Mesmo sendo uma pessoa que mais sofre com as atitudes dos outros do que com as conseqüências dos seus, Ada não é uma pessoa fácil, ideal ou perfeita. Longe disso. Ela e os outros personagens de “The Piano” são todos falhos em suas atitudes, variadas que sejam suas intenções, inclusive até mesmo a criança, que deveria ser a mais próxima da inocência. Há aquele que quer uma esposa, uma família para partilhar de sua fartura e constituir um núcleo unido de amor dentro do lar, mas não sabe como criar um ambiente de boas vindas adequado nem fazer o mínimo para deixar a pessoa confortável em um lugar estranho com uma pessoa estranha, nem um agrado reles. Existe o apaixonado que não sabe demonstrar seu afeto de uma forma diferente do abuso e de insinuações agressivas. E há aquela que fala pouco e também se comunica pouco, falando sempre menos do que deveria para criar um clima amigável, demonstrando apenas seu psicológico cicatrizado e escondido do resto do mundo.
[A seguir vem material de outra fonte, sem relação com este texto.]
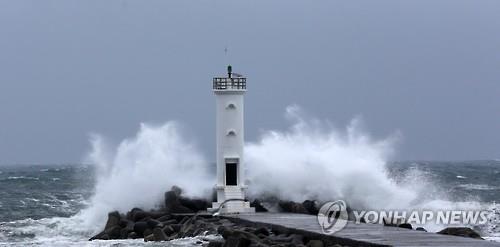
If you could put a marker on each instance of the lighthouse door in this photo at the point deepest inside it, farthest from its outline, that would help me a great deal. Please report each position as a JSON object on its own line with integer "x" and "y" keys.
{"x": 231, "y": 173}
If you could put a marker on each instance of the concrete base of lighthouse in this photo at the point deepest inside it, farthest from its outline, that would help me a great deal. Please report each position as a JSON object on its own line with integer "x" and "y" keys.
{"x": 230, "y": 200}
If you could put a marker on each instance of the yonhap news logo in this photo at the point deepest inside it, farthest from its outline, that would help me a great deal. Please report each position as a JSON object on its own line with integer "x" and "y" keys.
{"x": 333, "y": 217}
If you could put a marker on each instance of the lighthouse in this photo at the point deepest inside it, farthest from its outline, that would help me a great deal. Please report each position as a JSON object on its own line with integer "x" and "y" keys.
{"x": 230, "y": 186}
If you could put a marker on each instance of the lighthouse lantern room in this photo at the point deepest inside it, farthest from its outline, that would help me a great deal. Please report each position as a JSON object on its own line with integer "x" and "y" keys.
{"x": 229, "y": 92}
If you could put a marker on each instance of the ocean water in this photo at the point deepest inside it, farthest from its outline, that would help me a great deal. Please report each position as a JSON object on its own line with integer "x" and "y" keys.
{"x": 42, "y": 205}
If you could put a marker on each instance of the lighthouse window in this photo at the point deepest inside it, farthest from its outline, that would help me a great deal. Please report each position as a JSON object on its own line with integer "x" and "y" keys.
{"x": 231, "y": 174}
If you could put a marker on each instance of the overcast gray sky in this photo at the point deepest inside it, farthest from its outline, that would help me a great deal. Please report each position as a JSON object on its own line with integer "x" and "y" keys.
{"x": 430, "y": 69}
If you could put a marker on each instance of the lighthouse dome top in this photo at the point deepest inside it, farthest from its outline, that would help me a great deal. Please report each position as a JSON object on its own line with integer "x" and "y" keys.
{"x": 233, "y": 82}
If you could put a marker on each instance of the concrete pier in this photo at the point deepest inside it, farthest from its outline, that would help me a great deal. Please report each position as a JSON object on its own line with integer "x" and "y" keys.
{"x": 356, "y": 234}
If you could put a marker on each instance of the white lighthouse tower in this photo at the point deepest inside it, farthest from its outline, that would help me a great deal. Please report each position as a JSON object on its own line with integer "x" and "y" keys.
{"x": 230, "y": 185}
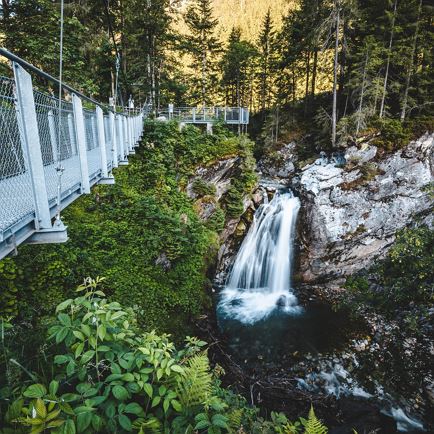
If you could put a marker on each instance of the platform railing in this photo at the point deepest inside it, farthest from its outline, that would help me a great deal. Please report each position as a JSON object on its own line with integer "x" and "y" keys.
{"x": 198, "y": 115}
{"x": 51, "y": 153}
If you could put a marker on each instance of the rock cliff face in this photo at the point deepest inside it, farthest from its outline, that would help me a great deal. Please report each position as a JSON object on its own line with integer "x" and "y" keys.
{"x": 219, "y": 176}
{"x": 350, "y": 215}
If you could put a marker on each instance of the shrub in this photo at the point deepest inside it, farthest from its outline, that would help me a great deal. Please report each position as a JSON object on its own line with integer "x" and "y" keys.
{"x": 110, "y": 376}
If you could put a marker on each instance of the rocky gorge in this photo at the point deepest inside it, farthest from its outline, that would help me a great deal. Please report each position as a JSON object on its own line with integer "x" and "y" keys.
{"x": 349, "y": 217}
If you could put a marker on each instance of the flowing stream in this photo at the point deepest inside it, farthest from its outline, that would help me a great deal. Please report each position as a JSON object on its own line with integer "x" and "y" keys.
{"x": 260, "y": 279}
{"x": 259, "y": 312}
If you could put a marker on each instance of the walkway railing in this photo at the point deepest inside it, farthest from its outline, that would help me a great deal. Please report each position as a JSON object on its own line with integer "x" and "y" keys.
{"x": 51, "y": 153}
{"x": 198, "y": 115}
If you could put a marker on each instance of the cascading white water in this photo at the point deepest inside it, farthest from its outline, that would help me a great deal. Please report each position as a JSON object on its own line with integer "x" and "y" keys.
{"x": 260, "y": 279}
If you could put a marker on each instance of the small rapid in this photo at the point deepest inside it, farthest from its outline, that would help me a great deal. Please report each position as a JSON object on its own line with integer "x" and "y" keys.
{"x": 260, "y": 280}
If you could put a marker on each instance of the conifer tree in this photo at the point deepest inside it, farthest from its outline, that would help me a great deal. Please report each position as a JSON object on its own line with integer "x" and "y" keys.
{"x": 265, "y": 45}
{"x": 202, "y": 43}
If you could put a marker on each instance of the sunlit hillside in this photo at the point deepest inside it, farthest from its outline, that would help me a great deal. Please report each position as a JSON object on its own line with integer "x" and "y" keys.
{"x": 245, "y": 14}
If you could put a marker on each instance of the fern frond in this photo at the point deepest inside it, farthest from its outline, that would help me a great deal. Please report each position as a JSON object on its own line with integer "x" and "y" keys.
{"x": 313, "y": 425}
{"x": 234, "y": 419}
{"x": 195, "y": 385}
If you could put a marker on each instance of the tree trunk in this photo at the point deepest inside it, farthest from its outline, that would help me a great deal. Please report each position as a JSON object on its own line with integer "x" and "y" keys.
{"x": 362, "y": 91}
{"x": 335, "y": 74}
{"x": 386, "y": 75}
{"x": 410, "y": 66}
{"x": 306, "y": 92}
{"x": 315, "y": 65}
{"x": 204, "y": 76}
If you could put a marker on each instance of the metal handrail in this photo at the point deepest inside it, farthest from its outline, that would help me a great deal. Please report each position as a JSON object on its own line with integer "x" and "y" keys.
{"x": 29, "y": 66}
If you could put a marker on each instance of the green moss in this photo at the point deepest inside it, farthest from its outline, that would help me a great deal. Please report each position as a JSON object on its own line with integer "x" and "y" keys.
{"x": 120, "y": 232}
{"x": 203, "y": 188}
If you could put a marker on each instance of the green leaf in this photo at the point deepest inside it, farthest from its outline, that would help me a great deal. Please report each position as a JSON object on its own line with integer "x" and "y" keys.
{"x": 60, "y": 359}
{"x": 220, "y": 421}
{"x": 166, "y": 405}
{"x": 128, "y": 377}
{"x": 119, "y": 392}
{"x": 134, "y": 408}
{"x": 176, "y": 405}
{"x": 79, "y": 349}
{"x": 87, "y": 356}
{"x": 177, "y": 368}
{"x": 61, "y": 335}
{"x": 35, "y": 391}
{"x": 53, "y": 387}
{"x": 148, "y": 389}
{"x": 64, "y": 319}
{"x": 85, "y": 329}
{"x": 70, "y": 368}
{"x": 102, "y": 331}
{"x": 70, "y": 397}
{"x": 117, "y": 315}
{"x": 69, "y": 427}
{"x": 41, "y": 410}
{"x": 125, "y": 422}
{"x": 202, "y": 424}
{"x": 83, "y": 421}
{"x": 78, "y": 334}
{"x": 63, "y": 305}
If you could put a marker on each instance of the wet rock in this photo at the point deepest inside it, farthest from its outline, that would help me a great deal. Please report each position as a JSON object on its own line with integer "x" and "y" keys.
{"x": 362, "y": 417}
{"x": 218, "y": 174}
{"x": 279, "y": 163}
{"x": 359, "y": 156}
{"x": 350, "y": 215}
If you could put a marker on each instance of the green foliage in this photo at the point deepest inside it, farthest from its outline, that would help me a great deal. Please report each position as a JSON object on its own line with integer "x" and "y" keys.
{"x": 405, "y": 276}
{"x": 203, "y": 188}
{"x": 8, "y": 288}
{"x": 124, "y": 231}
{"x": 393, "y": 135}
{"x": 233, "y": 201}
{"x": 216, "y": 222}
{"x": 110, "y": 376}
{"x": 313, "y": 425}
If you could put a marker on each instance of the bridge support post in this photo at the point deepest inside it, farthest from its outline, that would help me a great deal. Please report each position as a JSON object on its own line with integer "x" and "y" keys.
{"x": 130, "y": 135}
{"x": 114, "y": 149}
{"x": 105, "y": 178}
{"x": 29, "y": 134}
{"x": 122, "y": 146}
{"x": 81, "y": 142}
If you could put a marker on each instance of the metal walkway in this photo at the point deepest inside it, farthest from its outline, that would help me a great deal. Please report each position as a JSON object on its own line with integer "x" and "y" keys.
{"x": 42, "y": 169}
{"x": 207, "y": 115}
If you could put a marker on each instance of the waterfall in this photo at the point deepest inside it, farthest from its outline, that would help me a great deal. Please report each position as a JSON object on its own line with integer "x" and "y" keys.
{"x": 260, "y": 279}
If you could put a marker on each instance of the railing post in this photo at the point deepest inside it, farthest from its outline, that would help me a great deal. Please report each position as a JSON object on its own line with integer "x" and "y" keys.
{"x": 125, "y": 135}
{"x": 114, "y": 149}
{"x": 105, "y": 178}
{"x": 81, "y": 142}
{"x": 32, "y": 147}
{"x": 71, "y": 133}
{"x": 122, "y": 146}
{"x": 53, "y": 137}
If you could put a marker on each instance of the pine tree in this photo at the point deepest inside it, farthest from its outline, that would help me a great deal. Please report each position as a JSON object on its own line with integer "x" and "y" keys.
{"x": 237, "y": 70}
{"x": 265, "y": 44}
{"x": 202, "y": 43}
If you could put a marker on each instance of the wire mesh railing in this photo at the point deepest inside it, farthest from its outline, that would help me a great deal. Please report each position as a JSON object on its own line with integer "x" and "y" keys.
{"x": 228, "y": 115}
{"x": 52, "y": 152}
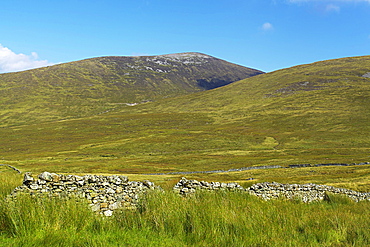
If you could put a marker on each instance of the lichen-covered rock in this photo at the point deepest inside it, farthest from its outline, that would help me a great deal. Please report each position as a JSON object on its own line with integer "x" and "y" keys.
{"x": 267, "y": 191}
{"x": 103, "y": 193}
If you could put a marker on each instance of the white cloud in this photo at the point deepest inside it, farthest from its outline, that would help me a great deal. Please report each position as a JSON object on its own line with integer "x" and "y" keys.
{"x": 267, "y": 26}
{"x": 11, "y": 62}
{"x": 348, "y": 1}
{"x": 332, "y": 7}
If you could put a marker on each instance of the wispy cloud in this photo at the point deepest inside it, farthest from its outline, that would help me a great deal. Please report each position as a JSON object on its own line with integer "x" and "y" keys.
{"x": 267, "y": 26}
{"x": 12, "y": 62}
{"x": 332, "y": 1}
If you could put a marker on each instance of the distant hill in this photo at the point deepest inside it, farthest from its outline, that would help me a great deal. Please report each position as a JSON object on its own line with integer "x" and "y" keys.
{"x": 314, "y": 113}
{"x": 97, "y": 85}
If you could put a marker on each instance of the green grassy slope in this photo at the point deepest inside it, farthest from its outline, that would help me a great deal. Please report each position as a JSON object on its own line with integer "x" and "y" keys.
{"x": 99, "y": 85}
{"x": 316, "y": 113}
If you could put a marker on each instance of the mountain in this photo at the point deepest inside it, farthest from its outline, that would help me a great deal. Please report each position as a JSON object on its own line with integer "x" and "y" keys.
{"x": 97, "y": 85}
{"x": 313, "y": 113}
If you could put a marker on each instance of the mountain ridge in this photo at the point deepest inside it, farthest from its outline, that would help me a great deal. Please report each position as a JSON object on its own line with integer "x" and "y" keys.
{"x": 95, "y": 85}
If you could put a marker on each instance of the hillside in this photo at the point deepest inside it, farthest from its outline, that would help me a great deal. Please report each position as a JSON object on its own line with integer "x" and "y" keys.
{"x": 314, "y": 113}
{"x": 99, "y": 85}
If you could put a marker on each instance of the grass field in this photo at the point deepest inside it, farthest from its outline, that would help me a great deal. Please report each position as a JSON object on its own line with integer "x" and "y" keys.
{"x": 166, "y": 219}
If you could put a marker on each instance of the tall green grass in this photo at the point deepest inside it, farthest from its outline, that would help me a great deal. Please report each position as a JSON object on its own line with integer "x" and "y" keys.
{"x": 204, "y": 219}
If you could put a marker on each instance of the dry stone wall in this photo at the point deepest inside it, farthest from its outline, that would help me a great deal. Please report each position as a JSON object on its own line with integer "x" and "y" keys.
{"x": 107, "y": 193}
{"x": 104, "y": 193}
{"x": 304, "y": 192}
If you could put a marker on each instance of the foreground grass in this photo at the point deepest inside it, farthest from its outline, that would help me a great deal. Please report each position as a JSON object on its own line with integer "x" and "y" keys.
{"x": 165, "y": 219}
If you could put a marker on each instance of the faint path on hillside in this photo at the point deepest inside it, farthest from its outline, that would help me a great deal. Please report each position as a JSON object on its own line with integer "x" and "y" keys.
{"x": 259, "y": 167}
{"x": 12, "y": 167}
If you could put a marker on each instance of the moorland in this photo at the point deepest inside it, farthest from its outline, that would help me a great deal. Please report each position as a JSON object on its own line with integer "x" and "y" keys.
{"x": 81, "y": 118}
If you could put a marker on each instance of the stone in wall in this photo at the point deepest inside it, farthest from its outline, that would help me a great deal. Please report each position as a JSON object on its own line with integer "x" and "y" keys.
{"x": 104, "y": 193}
{"x": 185, "y": 186}
{"x": 267, "y": 191}
{"x": 305, "y": 192}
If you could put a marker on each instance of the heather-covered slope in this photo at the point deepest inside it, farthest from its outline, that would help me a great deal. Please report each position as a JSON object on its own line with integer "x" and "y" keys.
{"x": 99, "y": 85}
{"x": 315, "y": 113}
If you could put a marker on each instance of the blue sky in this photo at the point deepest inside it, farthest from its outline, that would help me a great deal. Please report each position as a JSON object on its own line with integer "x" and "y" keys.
{"x": 262, "y": 34}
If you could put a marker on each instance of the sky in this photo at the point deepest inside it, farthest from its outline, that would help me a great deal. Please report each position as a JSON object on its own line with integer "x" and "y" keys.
{"x": 263, "y": 34}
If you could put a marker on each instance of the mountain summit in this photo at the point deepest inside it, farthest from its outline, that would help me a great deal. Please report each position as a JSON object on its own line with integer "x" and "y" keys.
{"x": 96, "y": 85}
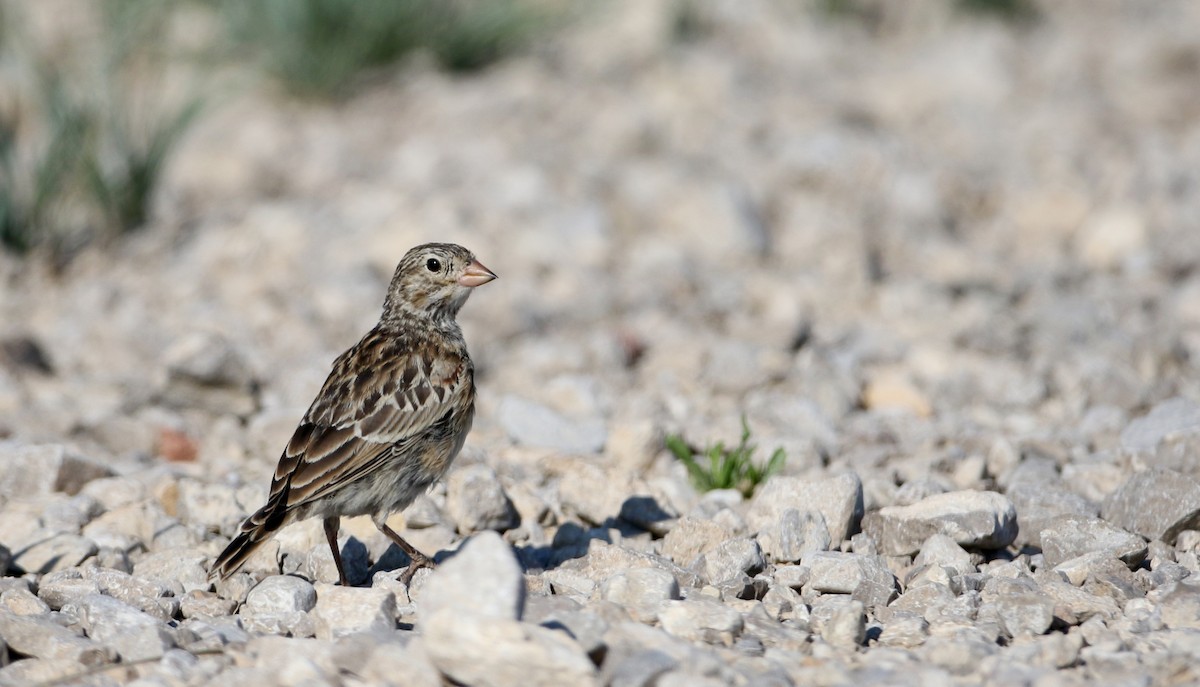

Curiosamente, sempre ouvi falar menos de todos esses aspectos do que da parte visual de “The Piano”, o elemento que faz frente à atuação de Hunter. Em quase todos os livros de cinema mais novos há algum exemplo mostrando como a cinematografia e a direção da obra demonstram alto nível de compreensão da linguagem cinematográfica funcional e estética. E eles estão todos certos. Ambas beleza e praticidade se encontram em quadros que poderiam ser congelados e emoldurados sem prejudicar a qualidade e que também comunicam perfeitamente a solidão de chegar num país estranho e estar sozinha, de sentir que está fazendo tudo erado e também a dor física de algumas situações. São imagens que falam sem falar literalmente, exatamente como sua protagonista. “The Piano” talvez não seja a maior obra-prima de todos os tempos, mas de fato merece todo o aplauso pelas suas conquistas no campo visual sob a direção de Jane Campion, que extrai de seus atores o necessário para tornar a história uma sinfonia de desentendimentos assombrada por um subtexto obscuro.